After we disconnect my mind goes into overdrive, trying to sort out what I should do. I can't think clearly, probably because I've only been asleep for several hours. Why didn't I think to bring a bag with a change of clothes? I can't very well meet Tim and Nikki at the hospital in a medieval Princess gown. I don't even have my car, and if Beckett drives me I might as well announce that I'm sleeping with him, which is the last thing Nikki needs to deal with tonight. Plus, I hate to wake him. There's nothing he can do anyway.

I call a cab, and while I wait for it I get dressed, putting the purple dress back on without the corset since I can't manage it by myself. I scribble a note for Beckett and leave it on his kitchen counter before slipping out of his apartment to the waiting cab.

I'm almost home when Tim calls. He tells me they're on their way to Memorial Hospital, and I promise to meet them there as soon as I can. I pay the cab driver and let myself in to my darkened house. I change clothes and am in my car on the way to the hospital in less than ten minutes. When I arrive at the hospital, Nikki and Tim are already in the waiting room of the ER.

Wrapping my arms around my daughter, I ask Tim, “Do you know anything yet?”

“No,” he says curtly, throwing his hands up in frustration. He's never been good under duress. “They're really busy.

We sit together in the waiting room for over an hour, watching helplessly as our daughter curls into a ball in the hard plastic chair, moaning in pain. It's the most time we have spent together since the divorce, but we have nothing to say to each other. Finally, I can't take it anymore.

“This is ridiculous,” I say. “They've got to do something.”

“Take charge Emma,” Tim says derisively under his breath.

I pretend not to hear the biting comment. I won't give him the satisfaction of being able to hurt me anymore. I think about the way Beckett has shown me the flip side of my strength and my ability to let go with a man who cherishes the gift of that surrender, and I realize that Tim has never really known me at all.

I approach the nurse's station. “Excuse me,” I say. “My thirteen year old daughter has been here for over an hour. She's literally crying in pain. Is there any way someone can see her faster?”
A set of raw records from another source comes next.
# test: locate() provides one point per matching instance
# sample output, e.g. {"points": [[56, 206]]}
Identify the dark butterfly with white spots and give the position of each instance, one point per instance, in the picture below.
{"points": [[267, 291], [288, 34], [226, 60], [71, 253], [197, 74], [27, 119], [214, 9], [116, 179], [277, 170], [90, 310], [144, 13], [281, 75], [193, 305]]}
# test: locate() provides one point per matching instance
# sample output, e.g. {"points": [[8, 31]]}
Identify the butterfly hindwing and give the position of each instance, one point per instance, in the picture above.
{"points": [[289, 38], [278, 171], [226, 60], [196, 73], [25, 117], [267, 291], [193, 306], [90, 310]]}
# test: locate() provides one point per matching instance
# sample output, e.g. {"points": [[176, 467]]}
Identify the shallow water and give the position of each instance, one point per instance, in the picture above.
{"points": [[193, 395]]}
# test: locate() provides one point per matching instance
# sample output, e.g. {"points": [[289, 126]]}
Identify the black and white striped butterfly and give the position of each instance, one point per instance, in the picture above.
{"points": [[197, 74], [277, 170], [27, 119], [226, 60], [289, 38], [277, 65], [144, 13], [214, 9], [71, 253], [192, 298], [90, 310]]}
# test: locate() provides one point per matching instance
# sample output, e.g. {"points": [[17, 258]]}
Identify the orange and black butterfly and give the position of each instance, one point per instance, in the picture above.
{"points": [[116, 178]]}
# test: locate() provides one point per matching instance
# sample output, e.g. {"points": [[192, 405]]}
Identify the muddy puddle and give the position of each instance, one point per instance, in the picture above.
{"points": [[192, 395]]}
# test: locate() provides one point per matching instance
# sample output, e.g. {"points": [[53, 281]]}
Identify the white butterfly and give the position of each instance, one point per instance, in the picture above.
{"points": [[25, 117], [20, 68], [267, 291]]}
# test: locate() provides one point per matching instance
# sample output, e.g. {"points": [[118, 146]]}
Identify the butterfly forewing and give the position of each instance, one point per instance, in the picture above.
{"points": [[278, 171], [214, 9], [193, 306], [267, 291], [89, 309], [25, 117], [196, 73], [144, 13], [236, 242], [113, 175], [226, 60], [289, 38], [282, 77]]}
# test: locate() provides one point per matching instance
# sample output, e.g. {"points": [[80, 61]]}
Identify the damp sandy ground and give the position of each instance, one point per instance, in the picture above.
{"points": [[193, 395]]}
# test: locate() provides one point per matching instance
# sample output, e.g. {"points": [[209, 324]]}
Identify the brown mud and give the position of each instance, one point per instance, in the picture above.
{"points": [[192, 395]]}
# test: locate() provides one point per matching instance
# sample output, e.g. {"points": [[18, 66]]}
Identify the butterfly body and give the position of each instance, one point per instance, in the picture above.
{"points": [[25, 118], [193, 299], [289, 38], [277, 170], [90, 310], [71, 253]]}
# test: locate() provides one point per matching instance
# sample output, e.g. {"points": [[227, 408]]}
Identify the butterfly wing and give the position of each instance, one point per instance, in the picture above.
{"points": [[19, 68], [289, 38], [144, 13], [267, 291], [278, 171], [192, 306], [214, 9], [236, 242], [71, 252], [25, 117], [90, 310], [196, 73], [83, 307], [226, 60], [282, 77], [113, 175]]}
“I'm sorry, ma'am,” the nurse says in a monotone, her eyes never leaving her computer screen. “Someone will see your daughter as soon as possible. We are understaffed this morning, and the doctor on call will decide who needs to be seen next.”

Frustrated, I turn on my heel and run smack into the firm but immovable body of a tall male wearing a white coat. Thank goodness—the ER doctor.

“Can you please help me?” I begin as my gaze travels from the middle of his chest up to his decidedly familiar face. “Beckett!” I gasp. “What are you doing here?”

“I work here,” he says sardonically, raising one eyebrow at me in that way of his that inexplicably makes me squirm.

“I know, but….”

“But you didn't expect to see me here after creeping out of my apartment in the middle of the night without telling me you were leaving?” he supplies, his voice hard.

He's angry.

Miserably I say, “I didn't know what to do. My daughter needed me, and I couldn't very well show up with you. I did leave you a note.”

“Yes, I got the note. That's why I'm here. The ER at Memorial after a Saturday night can take hours. If you had woken me up to talk to me about it instead of running out the door and dealing with it on your own, I would have suggested you take your daughter to Texas Children's Hospital. Regardless, I'm offering my help to you now, if you'll take it. We can discuss the issue between us later.”